Drag the probability bars to the right of the mean beyond the tail marker. Drag the tail marker to measure different regions. Press t to toggle the tail marker.

As the probability bars move to the tail of the distribution they get shorter. There is a small amount of rescaling that needs to happen, because not only does the mean remain constant in the seesaw, so should the total amount of probability. If after manipulating the bars, you end up with, say, $0.18$ of the distribution to the right of the mean, then $t$ could be as big as $1/0.18 = 5.56$ and the result would still hold.

Saturation

Another way to understand an inequality is to see how close it gets to being an equality. The reverse is common strategy when dealing with complicated structures: when we cannot solve the complicated case, we may still be able to bind it by a simpler problem that we can solve. Hopefully the two are not too different.

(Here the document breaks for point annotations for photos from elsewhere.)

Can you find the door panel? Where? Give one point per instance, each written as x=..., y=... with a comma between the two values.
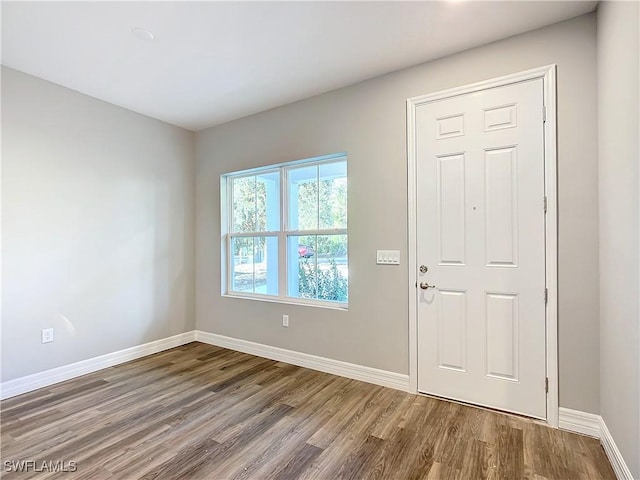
x=480, y=230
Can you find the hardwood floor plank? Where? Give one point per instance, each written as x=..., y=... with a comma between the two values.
x=204, y=412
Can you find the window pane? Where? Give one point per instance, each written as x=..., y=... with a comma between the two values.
x=254, y=266
x=268, y=202
x=318, y=267
x=333, y=195
x=244, y=204
x=256, y=203
x=303, y=198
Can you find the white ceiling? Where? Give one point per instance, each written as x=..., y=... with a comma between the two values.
x=212, y=62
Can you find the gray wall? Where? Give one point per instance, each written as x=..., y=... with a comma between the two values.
x=97, y=223
x=367, y=120
x=619, y=155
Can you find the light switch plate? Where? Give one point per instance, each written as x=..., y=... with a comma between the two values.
x=388, y=257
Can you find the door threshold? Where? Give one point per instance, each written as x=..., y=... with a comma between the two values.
x=519, y=416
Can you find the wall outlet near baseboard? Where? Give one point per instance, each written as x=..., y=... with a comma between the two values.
x=47, y=335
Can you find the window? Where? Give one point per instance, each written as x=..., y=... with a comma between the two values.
x=286, y=232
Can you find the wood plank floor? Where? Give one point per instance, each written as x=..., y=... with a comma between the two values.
x=204, y=412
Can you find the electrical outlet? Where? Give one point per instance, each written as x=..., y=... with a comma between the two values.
x=47, y=335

To test this out, we create some random probability distributions $\rho$, pick a $u$ uniformly between 0.1 and 0.9, and compare the actual probability

$$ \mathbb{P}[X>u] = \int_{u}^{\infty} \rho(x) dx $$

with $t = u/\mathbb{E}[X]$ by subtracting one from the other, $\mathbb{E}[X]/u - \int \rho$. I made up a process that generates these probabilities over the unit interval (details in the Mathematica notebook)

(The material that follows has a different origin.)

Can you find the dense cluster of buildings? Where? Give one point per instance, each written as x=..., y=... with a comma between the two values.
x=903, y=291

Four different probability functions

and from 300 of such probabilities I computed the difference between the estimate for the probability in the tail and the actual value of that probability:

Differences between bound and actual probability in Markov's inequality

Smaller is better: if the estimate offered by the Markov inequality is sharp, the difference would be zero. Playing with the seesaw gives the intuition that the estimate gets better the further out the $u$ is on the tail of the distribution. Here is the same simulation, but now with $0.85 < u < 0.90$:

Differences between bound and actual probability in Markov's inequality for large t

Proof

The proof of Markov’s inequality is done through algebraic manipulations that exploit the linearity of the expectation function $\mathbb{E}[\cdot]$ and the positivity of $X$.

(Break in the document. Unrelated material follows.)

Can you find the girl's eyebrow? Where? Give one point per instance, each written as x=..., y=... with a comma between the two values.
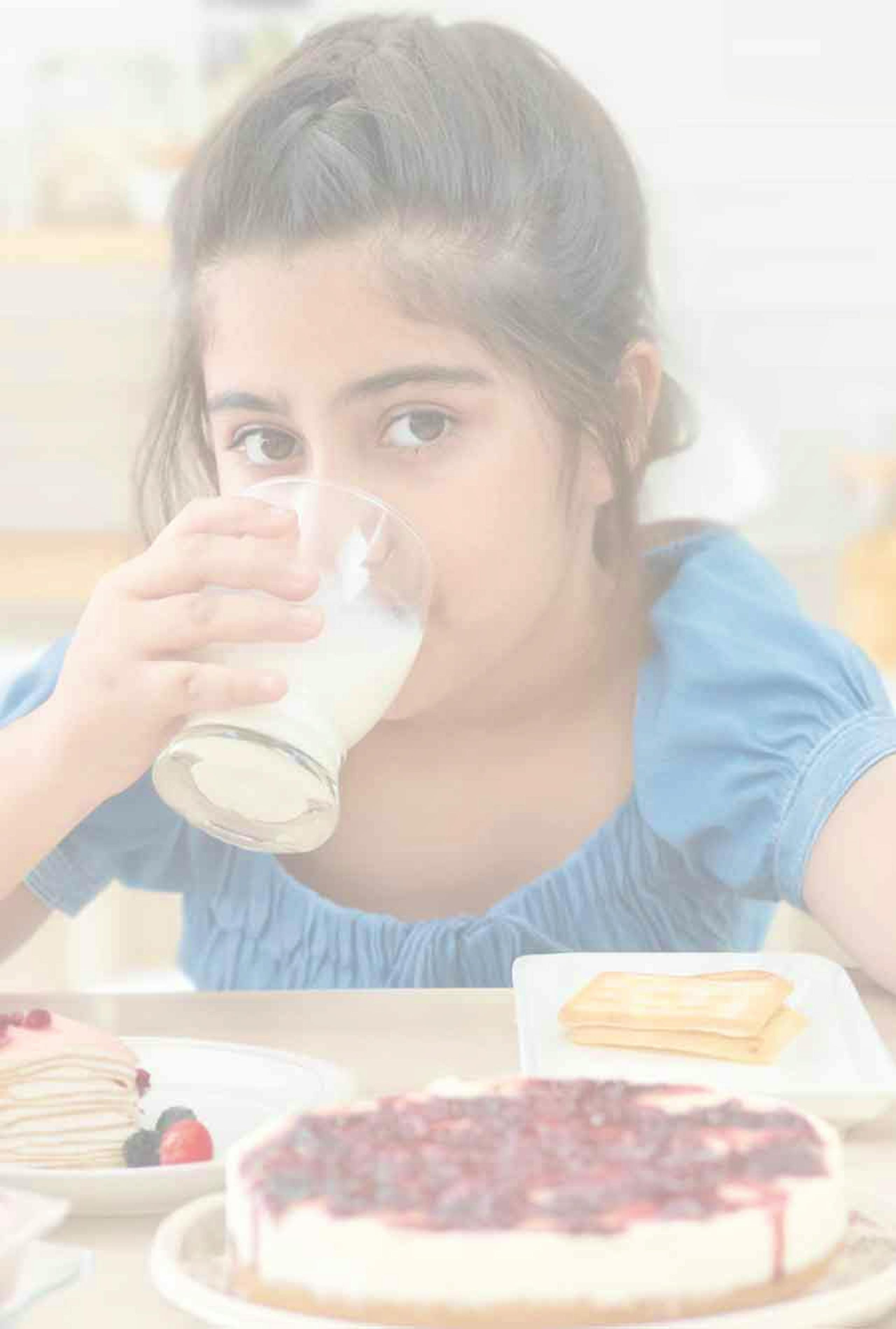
x=453, y=375
x=233, y=400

We start by noting the tautology:

$$ \begin{split} \mathbb{E}[x] & = \int_0^\infty dx \, x \rho(x) \\[2ex] & = \int_0^u dx \, x \rho(x) + \int_u^\infty dx \, x \rho(x) \end{split} $$

The first term of the sum is an integral of positive quantities, so if we throw it away the sum should be smaller.

$$ \mathbb{E}[x] \ge \int_u^\infty dx \, x \rho(x) $$

In the remaining term, the smallest $x$ will ever be is $u$, so if we replace the quantity in the integrand by $u$ the right hand becomes even smaller. Also, $u$ is a constant, so we can move outside the integral

$$ \mathbb{E}[x] \ge u \int_u^\infty dx \, \rho(x) $$

The integral is the probability of the event $X>u$, so we can re-write it as

$$ \mathbb{E}[x] \ge u \, \mathbb{P}[ x > u ] $$

Now just rename $\mathbb{E}[x]/u = 1/t$ and we have the result.